I Experience Finnish Medicine

As some of you know, about the second week in December I got this nasty cough and raspy breathing that just hasn't gone away.  The bad part was that I spent all of Christmas just hanging out, being lazy, and sleeping when it suited instead of traveling around (I'd really wanted to go to Tailinn over the break, for example).  The good part is that I never felt dopy, like you so often do with a cold, and it was slowly getting better.  In other words, I didn't feel like I'd wasted a month of my time here.

The key word there is "slowly," so after a long talk with a friend and waking up with chesty coughs the next morning, I decided to brace myself and go to a Finnish doctor.

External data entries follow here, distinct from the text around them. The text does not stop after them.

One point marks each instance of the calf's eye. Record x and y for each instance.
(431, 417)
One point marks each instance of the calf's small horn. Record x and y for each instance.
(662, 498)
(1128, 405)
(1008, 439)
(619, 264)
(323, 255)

Now when I say "brace myself," it has nothing to do with the all-too-common American stupidity about "socialized medicine."  I LOVE socialized medicine!  I LOVE semi-socialized medicine!   I think no one in the modern world should be in danger of losing their home and life savings because they happen to get sick!  I especially think that no one should be the victim of the billing agencies and business-model medical care that plagues modern American medicine!  (And, yes, I chose that verb intentionally.)

No, "brace myself" has to do with going to the doctor's office in a country where I don't speak the language, don't know the system, and don't have some sort of direct connection to walk me through things.  Talk about a situation where you know you'll have culture shock and you know you'll be stupid.  You just hope you aren't too offensive.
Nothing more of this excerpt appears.